Praca w polskiej edycji National Geographic daje ten przywilej, że człowiek ma możliwość poznać wielu ciekawych ludzi zarówno tych co przykładają oko do wizjera
jak i tych, którzy stoją przed obiektywem. Jedną z takich ciekawych osób jest Paweł Młodkowski – kolega po fachu z tej samej Redakcji. Oprócz tego, że fotografuje to robi coś o czym chyba większość z nas marzy albo marzyła – lata i skutecznie łączy ze sobą te dwie pasje. Od 2005 r. w ramach autorskich projektów fotografuje z lotu ptaka piękne fragmenty ziemii widziane z powietrza.
Za swoje zdjęcia Paweł otrzymywał nagrody i wyróżnienia w takich imprezach jak : Sony World Photography Awards, Moscow International Photography Awards, Tokyo International Photography Awards, Pix de la Photographie Paris,Pilsner Urquell International Photography Awards.
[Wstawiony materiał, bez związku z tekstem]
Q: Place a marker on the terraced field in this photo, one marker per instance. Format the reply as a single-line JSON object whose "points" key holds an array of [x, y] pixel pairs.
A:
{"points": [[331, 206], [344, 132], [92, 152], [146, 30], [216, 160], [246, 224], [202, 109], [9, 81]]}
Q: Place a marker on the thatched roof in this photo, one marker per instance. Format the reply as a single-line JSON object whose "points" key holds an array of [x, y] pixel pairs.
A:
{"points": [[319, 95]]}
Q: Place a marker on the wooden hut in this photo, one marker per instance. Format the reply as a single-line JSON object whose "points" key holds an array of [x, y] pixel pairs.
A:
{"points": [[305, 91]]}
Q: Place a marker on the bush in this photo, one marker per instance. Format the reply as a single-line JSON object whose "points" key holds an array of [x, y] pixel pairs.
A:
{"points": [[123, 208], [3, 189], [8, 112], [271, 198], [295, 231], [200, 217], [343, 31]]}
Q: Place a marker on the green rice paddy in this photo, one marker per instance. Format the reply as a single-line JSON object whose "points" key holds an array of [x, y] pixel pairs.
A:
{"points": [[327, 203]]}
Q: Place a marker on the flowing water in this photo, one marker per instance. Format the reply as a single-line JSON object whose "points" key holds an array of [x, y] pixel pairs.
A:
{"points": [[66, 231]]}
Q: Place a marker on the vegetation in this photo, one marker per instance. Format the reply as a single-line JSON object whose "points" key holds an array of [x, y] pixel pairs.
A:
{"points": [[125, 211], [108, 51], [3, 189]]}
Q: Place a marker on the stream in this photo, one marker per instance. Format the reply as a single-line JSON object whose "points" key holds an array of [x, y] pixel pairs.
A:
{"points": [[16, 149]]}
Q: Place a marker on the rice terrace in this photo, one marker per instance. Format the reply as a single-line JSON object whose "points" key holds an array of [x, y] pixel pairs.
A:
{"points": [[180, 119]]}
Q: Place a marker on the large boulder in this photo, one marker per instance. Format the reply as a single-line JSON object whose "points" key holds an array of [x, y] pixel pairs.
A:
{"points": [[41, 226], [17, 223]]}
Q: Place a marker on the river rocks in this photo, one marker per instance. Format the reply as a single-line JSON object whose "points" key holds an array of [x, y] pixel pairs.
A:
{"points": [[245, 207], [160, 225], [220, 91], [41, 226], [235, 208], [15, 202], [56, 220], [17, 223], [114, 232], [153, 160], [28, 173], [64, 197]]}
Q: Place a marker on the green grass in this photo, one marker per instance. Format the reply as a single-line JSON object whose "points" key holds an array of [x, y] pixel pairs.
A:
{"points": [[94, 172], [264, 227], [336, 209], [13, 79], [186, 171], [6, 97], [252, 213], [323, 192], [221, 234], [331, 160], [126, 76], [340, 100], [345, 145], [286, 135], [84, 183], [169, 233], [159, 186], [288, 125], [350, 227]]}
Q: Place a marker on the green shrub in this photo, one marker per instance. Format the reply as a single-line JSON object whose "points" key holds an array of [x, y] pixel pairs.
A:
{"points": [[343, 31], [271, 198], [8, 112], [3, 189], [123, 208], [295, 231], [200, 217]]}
Jeśli go jeszcze nie znacie to myślę, że to doskonały moment, aby wklepać sobie w google “Paweł Młodkowski” a na pewno zacząć śledzić jego profil na Instagramie : https://www.instagram.com/pawel_mlodkowski/
Dlaczego o nim piszę? Otóż dlatego, że wydał książkę. Brakuje mi w tym albumie kilku moich ulubionych zdjęć, ale to wynika z faktu, że cała publikacja dotyczy wody, więc na przykład zdjęcie kolorowych dachów czy bocznic kolejowych nie do końca pasują tu tematycznie choć je uwielbiam. To co odróżnia Zdjęcia Pawła od dość powszechnej fotografii z powietrza to pewnie fakt, że jest pilotem. Może z punktu widzenia samego zdjęcia ma to umiarkowane znaczenie ale osobiście mu zazdroszczę, tego, że oprócz fotografowania mogą sobie popatrzeć na świat z góry. a lot nie trwa kilkunastu minut tylko nawet i kilka godzin. Można sobie popatrzeć, ocenić, zastanowić się nad kadrem. W moim odczuciu to dużo lepszy sposób fotografowania bo nie dość, że daje radochę z latania to zdecydowanie łatwiej coś wypatrzeć lecąc samemu w przestworzach. Z drugiej strony bezpieczniej jednak spaść dronem bo opowieści Pawła o wypadkach paralotniowych dość mocno zapadły mi w pamięci.
Wyświetl ten post na Instagramie.
Nie da się ukryć, że “woda” to temat rzeka. Ma w naszym życiu ogromne znaczenie, bez niej nie istniałoby życie, nie byłoby rolnictwa, nie byłoby przemysłu. Z drugiej strony to żywioł, który lubi płatać nam figle. Ładnie złożona, ładnie wydana, wielki ukłon za pudełko 🙂 Mała rzecz ale cieszy i dopasowana do albumu i bez kilogramów folii stretch.
Książka ma ponad 150 stron i zawiera prawie 90 fotografii, pokazujących piękno krajobrazu związane z wodą. Paweł pokazuje z jednej strony dziką naturę, są meandry rzek, jest rekreacja na łodziach, są susze ale również i rejony przemysłowe, które chyba z wizualnego punktu wizualnego są ciekawsze. Kopalnie, składowiska, osadniki, turkusowa woda, rytmy, wzory. Są tam i zdjęcia z projektu “Pola z duszą” czy “Estetyka destrukcji” Miło, że człowiek taki jak ja – przyklejony na stałe do ziemi może zobaczyć takie miejsca z powietrza a zaskakujące jest to, że wszystkie te fotografie wykonane są w Polsce. To co najważniejsze – to jest to kawał fajnego albumu. Gorąco Was zachęcam do zapoznania się ze zdjęciami Pawła i – jeśli lubicie albumy fotograficzne tak jak ja to – do zakupienia jego książki – http://woda.locolot.pl/
Przy okazji też od razu bym Was zachęcił do śledzenia dwójki innych fotografów, których bardzo cenię za fotografię z powietrza.
Są to:
Kacper Kowalski – zwłaszcza uwielbiam jego projekt Toxic Beauty
Marcin Giba – ten wprawdzie lata dronem a nie osobiście ale ma świetne oko.